Decíamos ayer que la mayoría de los secretos sobre las bondades de una película residen en el guión y el montaje, En El carnicero, el libreto es excelente, los diálogos son verosímiles y siempre aportan algo a un conjunto que en todo momento se dirige con quirúrgica precisión hacia un final excelente, de obra maestra. La mirada de Chabrol es sobria, a veces incluso fría, pero nunca inmisericorde, y su acierto en la captación de los detalles y en la exploración psicológica de los personajes sólo está al alcance de los mejores cineastas. El ritmo narrativo es tan falsamente plácido como la historia que se nos cuenta, pues, sin dar en ningún momento sensación de precipitación, es muy ágil. La película se ve en un suspiro, y la dosificación de los elementos de intriga demuestra, entre otras cosas, que Chabrol conocía bien, además del terreno en el que rodaba y la naturaleza de los personajes que lo pueblan, el cine de Hitchcock. Por ejemplo, el papel de la policía en el film bebe no poco de las enseñanzas del director londinense.

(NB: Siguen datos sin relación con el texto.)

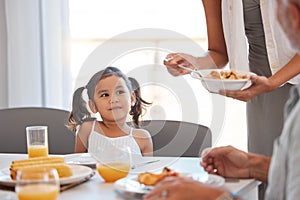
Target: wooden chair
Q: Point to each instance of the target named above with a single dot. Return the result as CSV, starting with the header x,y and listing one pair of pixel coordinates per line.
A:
x,y
178,138
13,122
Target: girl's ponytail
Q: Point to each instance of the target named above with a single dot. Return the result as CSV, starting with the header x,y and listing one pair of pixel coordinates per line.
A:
x,y
79,111
140,104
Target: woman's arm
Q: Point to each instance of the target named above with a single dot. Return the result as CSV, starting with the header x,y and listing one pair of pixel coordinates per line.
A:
x,y
215,34
216,56
261,84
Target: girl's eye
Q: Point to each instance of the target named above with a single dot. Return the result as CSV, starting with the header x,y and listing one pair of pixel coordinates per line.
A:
x,y
120,92
104,95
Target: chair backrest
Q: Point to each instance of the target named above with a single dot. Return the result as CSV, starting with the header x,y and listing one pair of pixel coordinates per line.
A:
x,y
178,138
13,122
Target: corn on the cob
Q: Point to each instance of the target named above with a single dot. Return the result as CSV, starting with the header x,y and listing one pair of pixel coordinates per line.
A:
x,y
55,162
38,160
63,170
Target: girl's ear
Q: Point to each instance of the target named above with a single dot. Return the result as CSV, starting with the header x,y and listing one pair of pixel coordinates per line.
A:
x,y
92,106
133,99
294,15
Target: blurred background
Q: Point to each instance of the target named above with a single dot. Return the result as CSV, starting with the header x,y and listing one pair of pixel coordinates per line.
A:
x,y
48,48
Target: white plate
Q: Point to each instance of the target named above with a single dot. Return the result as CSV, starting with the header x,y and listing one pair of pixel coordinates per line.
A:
x,y
130,188
78,173
81,159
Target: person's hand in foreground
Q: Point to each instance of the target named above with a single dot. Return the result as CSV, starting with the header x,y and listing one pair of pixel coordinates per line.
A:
x,y
233,163
178,188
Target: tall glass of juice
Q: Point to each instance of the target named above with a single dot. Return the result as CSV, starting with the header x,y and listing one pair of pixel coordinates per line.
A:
x,y
37,141
37,184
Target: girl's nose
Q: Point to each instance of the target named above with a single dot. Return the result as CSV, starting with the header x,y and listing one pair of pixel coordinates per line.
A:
x,y
114,99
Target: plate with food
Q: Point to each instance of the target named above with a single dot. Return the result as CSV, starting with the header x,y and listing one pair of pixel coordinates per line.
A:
x,y
134,187
67,173
215,80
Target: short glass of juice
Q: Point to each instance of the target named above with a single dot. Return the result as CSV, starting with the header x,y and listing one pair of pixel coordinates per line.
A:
x,y
37,184
113,165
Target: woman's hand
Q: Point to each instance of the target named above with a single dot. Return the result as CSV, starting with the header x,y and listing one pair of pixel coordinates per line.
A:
x,y
177,188
226,161
260,84
172,61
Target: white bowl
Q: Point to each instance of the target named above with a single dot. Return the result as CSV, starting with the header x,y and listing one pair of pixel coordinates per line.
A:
x,y
215,85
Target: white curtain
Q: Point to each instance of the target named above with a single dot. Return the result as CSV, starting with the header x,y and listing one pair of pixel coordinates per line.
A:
x,y
34,54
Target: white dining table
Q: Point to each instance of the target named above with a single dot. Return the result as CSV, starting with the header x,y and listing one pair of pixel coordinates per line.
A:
x,y
96,188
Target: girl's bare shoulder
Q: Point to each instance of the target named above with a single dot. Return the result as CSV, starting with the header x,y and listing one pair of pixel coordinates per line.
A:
x,y
141,133
85,128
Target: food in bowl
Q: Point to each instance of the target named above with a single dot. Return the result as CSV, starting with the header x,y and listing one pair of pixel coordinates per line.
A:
x,y
215,80
226,75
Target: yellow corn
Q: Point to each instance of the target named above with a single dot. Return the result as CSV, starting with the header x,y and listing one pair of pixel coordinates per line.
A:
x,y
38,160
63,170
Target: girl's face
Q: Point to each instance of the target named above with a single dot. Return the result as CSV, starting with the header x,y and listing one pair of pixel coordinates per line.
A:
x,y
112,99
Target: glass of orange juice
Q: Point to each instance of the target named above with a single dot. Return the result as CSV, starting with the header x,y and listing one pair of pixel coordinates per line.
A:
x,y
37,141
37,184
113,164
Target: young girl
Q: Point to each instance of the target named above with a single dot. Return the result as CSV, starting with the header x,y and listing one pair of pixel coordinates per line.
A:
x,y
110,93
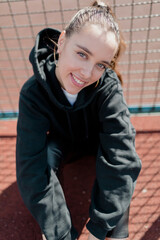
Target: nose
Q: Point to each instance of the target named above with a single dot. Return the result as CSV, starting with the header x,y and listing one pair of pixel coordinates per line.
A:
x,y
87,70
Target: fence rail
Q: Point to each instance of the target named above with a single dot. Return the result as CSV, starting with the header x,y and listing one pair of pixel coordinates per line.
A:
x,y
140,65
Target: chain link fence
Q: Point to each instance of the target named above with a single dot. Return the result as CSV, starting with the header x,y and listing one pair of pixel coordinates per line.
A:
x,y
140,65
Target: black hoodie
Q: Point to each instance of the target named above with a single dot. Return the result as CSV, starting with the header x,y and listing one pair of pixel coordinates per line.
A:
x,y
99,118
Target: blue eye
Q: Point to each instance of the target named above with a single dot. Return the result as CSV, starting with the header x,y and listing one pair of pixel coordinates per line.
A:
x,y
82,55
101,66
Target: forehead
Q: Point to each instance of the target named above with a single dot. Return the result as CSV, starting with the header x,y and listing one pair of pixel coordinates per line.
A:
x,y
102,43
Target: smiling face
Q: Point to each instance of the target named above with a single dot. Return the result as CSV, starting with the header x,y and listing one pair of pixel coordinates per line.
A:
x,y
84,56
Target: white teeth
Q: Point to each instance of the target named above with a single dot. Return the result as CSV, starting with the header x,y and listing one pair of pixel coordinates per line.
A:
x,y
78,81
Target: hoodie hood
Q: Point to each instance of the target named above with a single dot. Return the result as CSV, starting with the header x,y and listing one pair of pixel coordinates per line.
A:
x,y
43,63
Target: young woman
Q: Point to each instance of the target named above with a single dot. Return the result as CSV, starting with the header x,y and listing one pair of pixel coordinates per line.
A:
x,y
74,103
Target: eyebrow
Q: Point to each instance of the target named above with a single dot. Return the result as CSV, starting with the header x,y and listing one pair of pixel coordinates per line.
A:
x,y
90,53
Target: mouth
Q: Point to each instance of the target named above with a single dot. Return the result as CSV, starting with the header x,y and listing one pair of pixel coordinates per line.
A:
x,y
76,81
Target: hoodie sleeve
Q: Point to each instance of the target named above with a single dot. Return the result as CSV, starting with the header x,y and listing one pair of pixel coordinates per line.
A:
x,y
38,185
117,165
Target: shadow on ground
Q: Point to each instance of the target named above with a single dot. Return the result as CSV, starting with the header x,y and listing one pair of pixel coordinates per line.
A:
x,y
16,222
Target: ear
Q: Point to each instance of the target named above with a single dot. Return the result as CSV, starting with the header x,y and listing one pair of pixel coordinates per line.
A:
x,y
61,41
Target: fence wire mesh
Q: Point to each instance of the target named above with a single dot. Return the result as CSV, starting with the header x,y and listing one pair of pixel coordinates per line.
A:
x,y
140,65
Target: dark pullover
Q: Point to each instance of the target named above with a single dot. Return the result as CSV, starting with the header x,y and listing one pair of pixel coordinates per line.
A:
x,y
99,119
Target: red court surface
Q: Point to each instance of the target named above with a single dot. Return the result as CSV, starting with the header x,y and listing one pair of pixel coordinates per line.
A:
x,y
16,223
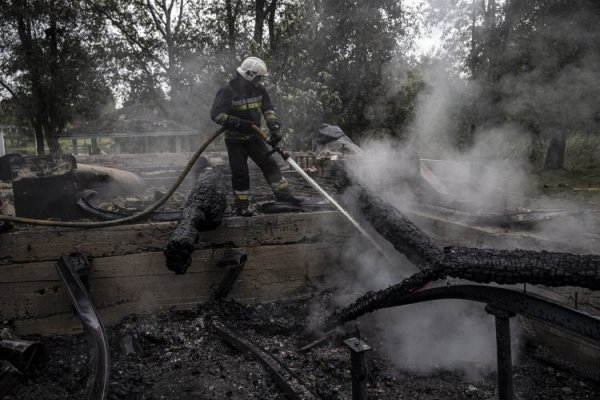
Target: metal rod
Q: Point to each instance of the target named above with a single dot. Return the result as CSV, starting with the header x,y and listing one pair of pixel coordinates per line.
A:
x,y
358,348
503,350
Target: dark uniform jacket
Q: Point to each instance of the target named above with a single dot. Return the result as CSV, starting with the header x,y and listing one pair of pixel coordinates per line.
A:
x,y
241,100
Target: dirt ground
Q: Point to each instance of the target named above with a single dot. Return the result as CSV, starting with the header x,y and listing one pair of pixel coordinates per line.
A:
x,y
182,358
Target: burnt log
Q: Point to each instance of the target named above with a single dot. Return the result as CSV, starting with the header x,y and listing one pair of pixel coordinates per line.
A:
x,y
373,301
405,236
522,266
477,265
203,211
480,265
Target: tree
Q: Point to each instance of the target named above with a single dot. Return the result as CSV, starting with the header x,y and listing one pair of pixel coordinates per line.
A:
x,y
49,65
535,62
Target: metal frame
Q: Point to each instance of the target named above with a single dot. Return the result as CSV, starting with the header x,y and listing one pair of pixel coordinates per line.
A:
x,y
504,304
99,357
291,386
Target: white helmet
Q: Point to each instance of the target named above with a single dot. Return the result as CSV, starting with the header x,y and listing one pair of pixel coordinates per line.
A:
x,y
252,67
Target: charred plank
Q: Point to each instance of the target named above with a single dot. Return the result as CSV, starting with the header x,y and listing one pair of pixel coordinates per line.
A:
x,y
405,236
373,301
523,266
203,211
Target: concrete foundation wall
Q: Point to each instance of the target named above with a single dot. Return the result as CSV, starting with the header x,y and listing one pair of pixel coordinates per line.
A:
x,y
287,254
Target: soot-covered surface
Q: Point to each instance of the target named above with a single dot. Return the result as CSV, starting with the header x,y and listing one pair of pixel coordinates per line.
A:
x,y
183,358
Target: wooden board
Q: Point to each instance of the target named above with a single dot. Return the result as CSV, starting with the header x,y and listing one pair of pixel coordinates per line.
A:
x,y
46,244
32,296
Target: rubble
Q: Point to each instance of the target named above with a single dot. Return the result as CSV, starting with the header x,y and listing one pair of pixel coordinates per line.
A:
x,y
183,358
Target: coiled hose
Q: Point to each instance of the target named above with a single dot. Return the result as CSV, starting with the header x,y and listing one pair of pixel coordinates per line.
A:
x,y
130,218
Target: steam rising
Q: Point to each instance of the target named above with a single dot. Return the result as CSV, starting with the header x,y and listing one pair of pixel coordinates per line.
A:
x,y
489,173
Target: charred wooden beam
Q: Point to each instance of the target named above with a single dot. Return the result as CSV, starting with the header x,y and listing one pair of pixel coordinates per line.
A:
x,y
373,301
405,236
480,265
203,211
477,265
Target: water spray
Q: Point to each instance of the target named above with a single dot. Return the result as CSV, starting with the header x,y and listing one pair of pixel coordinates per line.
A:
x,y
286,157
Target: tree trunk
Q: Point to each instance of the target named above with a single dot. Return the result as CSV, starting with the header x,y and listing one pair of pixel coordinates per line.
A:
x,y
555,156
231,17
39,137
271,23
259,21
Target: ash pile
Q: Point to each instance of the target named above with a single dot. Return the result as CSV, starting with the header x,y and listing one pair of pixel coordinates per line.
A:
x,y
180,355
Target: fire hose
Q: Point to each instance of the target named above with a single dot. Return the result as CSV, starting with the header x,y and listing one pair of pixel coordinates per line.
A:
x,y
131,218
286,157
153,207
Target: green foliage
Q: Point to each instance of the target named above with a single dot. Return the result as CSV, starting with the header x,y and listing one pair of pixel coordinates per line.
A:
x,y
49,65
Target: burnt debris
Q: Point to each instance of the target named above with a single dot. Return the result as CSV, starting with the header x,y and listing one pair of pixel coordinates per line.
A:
x,y
203,211
522,266
478,265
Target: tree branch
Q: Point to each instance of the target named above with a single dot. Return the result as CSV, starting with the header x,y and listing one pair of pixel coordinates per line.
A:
x,y
157,21
8,88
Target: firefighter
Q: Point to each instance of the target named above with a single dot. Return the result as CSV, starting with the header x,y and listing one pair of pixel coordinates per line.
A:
x,y
239,107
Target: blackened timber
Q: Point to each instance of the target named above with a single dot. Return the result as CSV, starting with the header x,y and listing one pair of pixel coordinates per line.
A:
x,y
523,266
373,301
405,236
480,265
203,211
292,387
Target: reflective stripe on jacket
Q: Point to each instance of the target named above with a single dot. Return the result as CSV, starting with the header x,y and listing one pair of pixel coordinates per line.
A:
x,y
241,99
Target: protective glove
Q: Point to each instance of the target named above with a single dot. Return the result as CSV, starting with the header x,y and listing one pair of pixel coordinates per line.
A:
x,y
274,138
240,125
275,135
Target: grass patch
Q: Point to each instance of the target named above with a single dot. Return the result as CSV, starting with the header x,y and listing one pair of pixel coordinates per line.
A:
x,y
584,178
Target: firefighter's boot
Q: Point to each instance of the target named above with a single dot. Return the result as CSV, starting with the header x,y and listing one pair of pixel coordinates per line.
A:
x,y
284,194
242,205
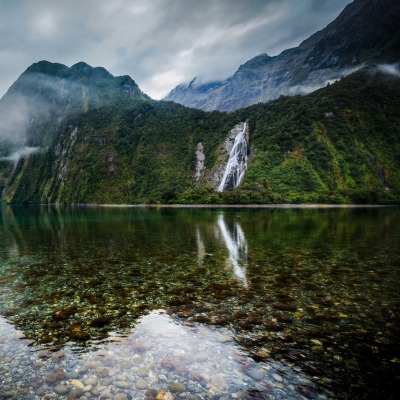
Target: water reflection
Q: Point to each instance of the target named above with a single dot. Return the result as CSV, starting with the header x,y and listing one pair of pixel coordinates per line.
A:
x,y
323,296
236,245
160,357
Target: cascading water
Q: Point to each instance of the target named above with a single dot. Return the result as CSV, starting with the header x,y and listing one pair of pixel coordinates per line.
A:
x,y
237,163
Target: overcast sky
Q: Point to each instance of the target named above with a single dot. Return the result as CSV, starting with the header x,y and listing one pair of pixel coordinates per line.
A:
x,y
159,43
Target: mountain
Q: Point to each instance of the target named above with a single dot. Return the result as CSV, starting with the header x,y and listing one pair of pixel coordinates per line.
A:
x,y
366,32
339,144
46,93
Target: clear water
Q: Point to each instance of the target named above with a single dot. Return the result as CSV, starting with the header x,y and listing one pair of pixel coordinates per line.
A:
x,y
135,303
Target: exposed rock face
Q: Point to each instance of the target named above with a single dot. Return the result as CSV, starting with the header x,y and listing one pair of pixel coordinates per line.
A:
x,y
365,32
217,174
200,157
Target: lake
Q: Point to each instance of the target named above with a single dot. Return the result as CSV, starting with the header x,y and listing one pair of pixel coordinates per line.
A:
x,y
199,303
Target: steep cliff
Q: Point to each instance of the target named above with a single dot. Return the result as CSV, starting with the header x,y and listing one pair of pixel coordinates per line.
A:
x,y
366,32
339,144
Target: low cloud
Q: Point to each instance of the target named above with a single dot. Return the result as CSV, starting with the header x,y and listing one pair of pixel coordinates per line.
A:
x,y
159,43
21,153
390,69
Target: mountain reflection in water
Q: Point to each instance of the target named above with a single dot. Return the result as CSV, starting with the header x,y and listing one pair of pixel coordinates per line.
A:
x,y
314,291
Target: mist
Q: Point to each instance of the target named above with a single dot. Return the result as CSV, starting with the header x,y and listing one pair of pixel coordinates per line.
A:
x,y
22,152
390,69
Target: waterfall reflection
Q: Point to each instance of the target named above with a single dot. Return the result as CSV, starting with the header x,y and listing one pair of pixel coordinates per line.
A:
x,y
236,245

En esta película, que es ante todo de dos personajes, Chabrol recurrió a dos rostros recurrentes en su filmografía, el de Jean Yanne y el de su ex-esposa y musa Stéphane Audran, cuyo personaje viene a ser también una versión francesa y rural de las inalcanzables rubias hitchcockianas. Su frialdad, bañada de cortesía y no exenta de emoción, por muy oculta que ésta esté, ayuda tanto a entender la película como la sobriedad de un Jean Yanne creíble en todas y cada una de sus apariciones. Ambos brillan en las escenas finales, las que exigen un mayor esfuerzo interpretativo, y ayudan a El carnicero a convertirse en una película redonda, a la que cabe situar entre las obras imprescindibles del cine europeo.